In dieser Situation sieht sich die Regierung verstärkt mit der Frage der Opposition konfrontiert, auf welcher wissenschaftlichen Basis die Entscheidungen über die Einschränkungen aufbauen. Sebastian Kurz kommt damit ins Schwimmen: Wie begründet man, dass in Österreich der Sicherheitsabstand ein Meter und in Deutschland zwei Meter beträgt oder die zulässige Größe für die Öffnung von Geschäften bei uns 400 m² und bei den Nachbarn 800 beträgt? Dass dabei auch der Hausverstand eine Rolle spielt, kann er nicht gut sagen, obwohl er gelegentlich recht hilfreich sein kann. Etwa wenn die Kunststaatssekretärin Lunacek Publikum bei Veranstaltungen nur zulassen möchte, wenn jedem Besucher eine Fläche von 20 m² zur Verfügung steht – um die 1.340 Besucher des Burgtheaters unterzubringen, wäre eine Fläche von sieben Fußballfeldern nötig. Und dass Sportminister Werner Kogler für (angeblich) seine Idee, Tennis nur zuzulassen, wenn jeder Spieler seine eigenen gekennzeichneten Bälle benützt, ein Tennis-Anfängerkurs angeboten wird, ist auch verständlich.

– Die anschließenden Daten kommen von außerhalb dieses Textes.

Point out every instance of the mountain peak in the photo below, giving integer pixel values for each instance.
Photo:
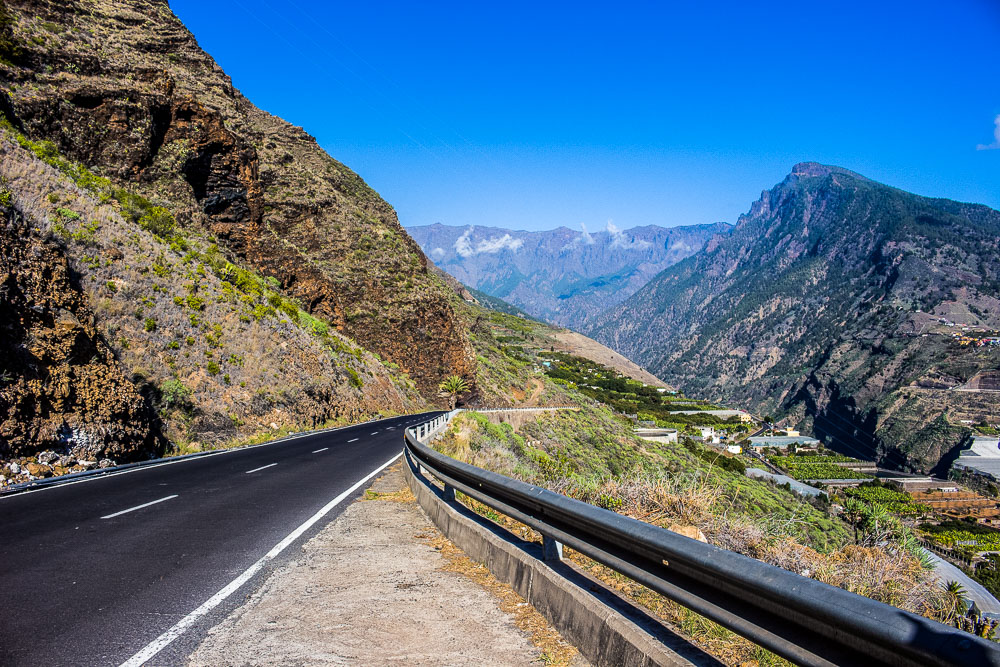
(815, 170)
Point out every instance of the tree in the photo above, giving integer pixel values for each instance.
(955, 601)
(453, 387)
(854, 514)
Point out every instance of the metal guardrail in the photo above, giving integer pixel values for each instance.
(800, 619)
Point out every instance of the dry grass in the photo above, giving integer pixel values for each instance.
(168, 317)
(555, 650)
(404, 495)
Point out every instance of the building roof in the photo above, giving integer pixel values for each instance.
(781, 440)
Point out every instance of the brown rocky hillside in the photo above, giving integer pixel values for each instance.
(123, 88)
(61, 386)
(108, 323)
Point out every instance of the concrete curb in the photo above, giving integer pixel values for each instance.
(606, 629)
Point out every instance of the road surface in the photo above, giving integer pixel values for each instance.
(98, 571)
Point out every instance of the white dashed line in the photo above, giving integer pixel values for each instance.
(137, 507)
(158, 644)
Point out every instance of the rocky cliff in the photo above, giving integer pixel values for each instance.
(123, 88)
(61, 387)
(561, 276)
(835, 302)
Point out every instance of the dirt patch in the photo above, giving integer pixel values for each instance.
(381, 585)
(581, 346)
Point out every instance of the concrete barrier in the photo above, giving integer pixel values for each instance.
(606, 629)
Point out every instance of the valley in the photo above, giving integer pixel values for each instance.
(214, 335)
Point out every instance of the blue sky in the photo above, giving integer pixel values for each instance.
(535, 115)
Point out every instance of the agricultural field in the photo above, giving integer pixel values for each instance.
(629, 396)
(821, 465)
(963, 535)
(895, 502)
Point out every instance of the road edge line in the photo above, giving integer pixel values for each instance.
(165, 639)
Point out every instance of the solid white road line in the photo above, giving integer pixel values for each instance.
(137, 507)
(173, 633)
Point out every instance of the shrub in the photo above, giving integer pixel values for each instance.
(173, 394)
(67, 214)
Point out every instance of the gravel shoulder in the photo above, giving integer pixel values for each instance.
(380, 585)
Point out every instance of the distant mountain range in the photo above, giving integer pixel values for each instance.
(834, 302)
(561, 276)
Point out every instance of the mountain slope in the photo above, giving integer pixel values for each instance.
(815, 307)
(123, 88)
(560, 275)
(115, 335)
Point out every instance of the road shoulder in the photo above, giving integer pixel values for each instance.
(380, 584)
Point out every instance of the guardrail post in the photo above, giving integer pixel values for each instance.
(551, 549)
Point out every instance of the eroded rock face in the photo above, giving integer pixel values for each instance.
(60, 386)
(124, 88)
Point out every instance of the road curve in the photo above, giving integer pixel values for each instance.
(93, 572)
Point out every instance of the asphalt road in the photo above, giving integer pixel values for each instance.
(94, 571)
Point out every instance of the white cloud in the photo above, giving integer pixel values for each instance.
(462, 244)
(996, 137)
(465, 248)
(618, 239)
(505, 242)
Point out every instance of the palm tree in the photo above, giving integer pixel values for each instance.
(854, 514)
(453, 387)
(955, 601)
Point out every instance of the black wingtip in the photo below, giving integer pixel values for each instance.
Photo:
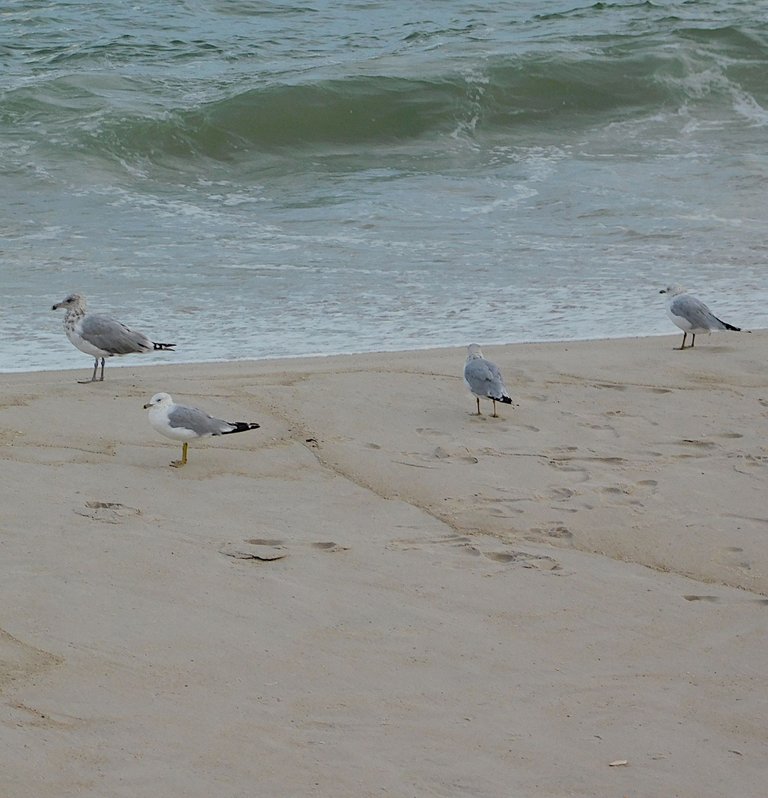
(240, 426)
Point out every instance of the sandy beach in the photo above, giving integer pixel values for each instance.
(379, 593)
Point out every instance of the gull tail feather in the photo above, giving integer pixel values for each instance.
(729, 326)
(240, 426)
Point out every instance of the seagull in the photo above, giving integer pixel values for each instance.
(691, 315)
(101, 336)
(484, 380)
(182, 423)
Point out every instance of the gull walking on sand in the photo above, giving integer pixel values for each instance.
(182, 423)
(484, 380)
(101, 336)
(691, 315)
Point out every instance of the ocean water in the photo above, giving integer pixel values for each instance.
(265, 179)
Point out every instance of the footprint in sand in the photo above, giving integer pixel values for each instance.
(554, 531)
(269, 549)
(19, 660)
(717, 599)
(107, 512)
(466, 546)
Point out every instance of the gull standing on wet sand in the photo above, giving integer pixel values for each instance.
(101, 336)
(691, 315)
(484, 380)
(182, 423)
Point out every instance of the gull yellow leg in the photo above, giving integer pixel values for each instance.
(183, 461)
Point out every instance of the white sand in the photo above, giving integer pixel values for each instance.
(459, 605)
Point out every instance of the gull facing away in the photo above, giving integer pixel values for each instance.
(691, 315)
(182, 423)
(484, 380)
(101, 336)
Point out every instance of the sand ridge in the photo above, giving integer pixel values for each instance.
(380, 593)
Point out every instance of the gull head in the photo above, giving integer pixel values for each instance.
(474, 351)
(673, 290)
(75, 301)
(159, 400)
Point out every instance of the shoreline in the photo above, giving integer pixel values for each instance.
(119, 362)
(379, 592)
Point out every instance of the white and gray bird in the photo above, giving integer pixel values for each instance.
(484, 379)
(183, 423)
(101, 336)
(691, 315)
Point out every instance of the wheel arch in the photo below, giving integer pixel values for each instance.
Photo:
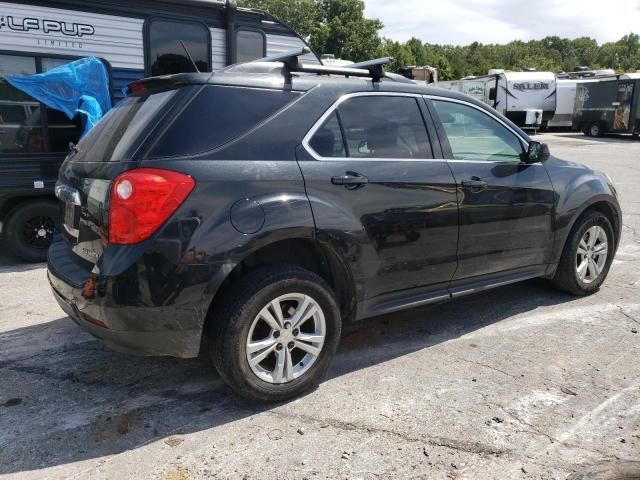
(307, 253)
(603, 204)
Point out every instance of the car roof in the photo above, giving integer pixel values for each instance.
(271, 75)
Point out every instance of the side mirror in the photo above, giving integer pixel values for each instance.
(538, 152)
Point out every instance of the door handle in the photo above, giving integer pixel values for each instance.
(350, 180)
(475, 184)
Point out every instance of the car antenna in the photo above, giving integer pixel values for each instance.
(189, 55)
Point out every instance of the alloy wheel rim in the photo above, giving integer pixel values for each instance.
(286, 338)
(592, 254)
(38, 232)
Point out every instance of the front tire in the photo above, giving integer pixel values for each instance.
(276, 336)
(587, 255)
(595, 130)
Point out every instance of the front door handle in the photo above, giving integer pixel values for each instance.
(350, 180)
(475, 184)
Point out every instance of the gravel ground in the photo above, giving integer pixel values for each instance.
(522, 382)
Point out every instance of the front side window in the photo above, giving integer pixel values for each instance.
(166, 55)
(20, 115)
(251, 45)
(474, 135)
(384, 127)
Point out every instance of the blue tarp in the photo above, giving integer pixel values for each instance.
(80, 87)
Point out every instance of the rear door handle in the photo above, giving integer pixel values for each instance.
(475, 184)
(350, 180)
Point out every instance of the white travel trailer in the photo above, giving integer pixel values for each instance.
(138, 38)
(566, 102)
(526, 98)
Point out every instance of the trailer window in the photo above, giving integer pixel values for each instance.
(476, 136)
(23, 119)
(251, 45)
(165, 54)
(20, 115)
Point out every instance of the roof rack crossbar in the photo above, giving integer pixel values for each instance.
(289, 58)
(375, 67)
(291, 61)
(325, 70)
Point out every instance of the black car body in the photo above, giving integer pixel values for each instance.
(275, 186)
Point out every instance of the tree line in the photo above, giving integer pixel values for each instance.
(340, 27)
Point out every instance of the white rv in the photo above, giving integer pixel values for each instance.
(526, 98)
(566, 102)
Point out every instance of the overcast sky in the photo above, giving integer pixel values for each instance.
(462, 22)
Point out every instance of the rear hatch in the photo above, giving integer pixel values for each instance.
(112, 147)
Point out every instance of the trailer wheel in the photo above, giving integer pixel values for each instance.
(595, 130)
(29, 229)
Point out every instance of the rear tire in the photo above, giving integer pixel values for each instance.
(287, 370)
(30, 228)
(580, 273)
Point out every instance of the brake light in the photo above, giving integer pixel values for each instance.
(143, 200)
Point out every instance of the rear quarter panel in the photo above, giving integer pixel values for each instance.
(578, 188)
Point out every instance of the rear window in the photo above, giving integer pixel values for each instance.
(217, 116)
(115, 137)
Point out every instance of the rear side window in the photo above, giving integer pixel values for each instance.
(116, 136)
(217, 116)
(374, 127)
(328, 141)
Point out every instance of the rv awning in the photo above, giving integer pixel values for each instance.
(80, 87)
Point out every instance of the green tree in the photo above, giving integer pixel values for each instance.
(340, 27)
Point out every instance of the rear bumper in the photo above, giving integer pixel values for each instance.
(138, 330)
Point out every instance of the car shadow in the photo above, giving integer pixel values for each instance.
(66, 398)
(11, 264)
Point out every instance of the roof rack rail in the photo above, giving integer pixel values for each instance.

Nicht aus den Augen verlieren darf man, dass eines der höchsten Güter der modernen liberalen Gesellschaft gefährdet ist: Die Reisefreiheit. Ohne sie gibt es keinen internationalen Tourismus als global agierenden Wirtschaftszweig. Die Reisefreiheit über (fast) alle europäischen Grenzen hinweg in Kombination mit der gemeinsamen Währung ist jene Errungenschaft, die von den EU-Bürgern bei jeder Umfrage am höchsten bewertet wird. Umso trauriger ist es, wie wenig davon übrig ist – wer kann mit dem Namen „Schengen“ noch etwas anfangen? Wenn das jämmerliche Bild, das die Europäische Union beim Auftreten globaler Probleme wie die Asyl- und Migrationsproblematik und nun die Corona-Pandemie bietet,  Basis für einen Neustart des „Friedensprojektes“ wird, wäre der positive Effekt gegeben, der ja angeblich in jeder Krise wohnt.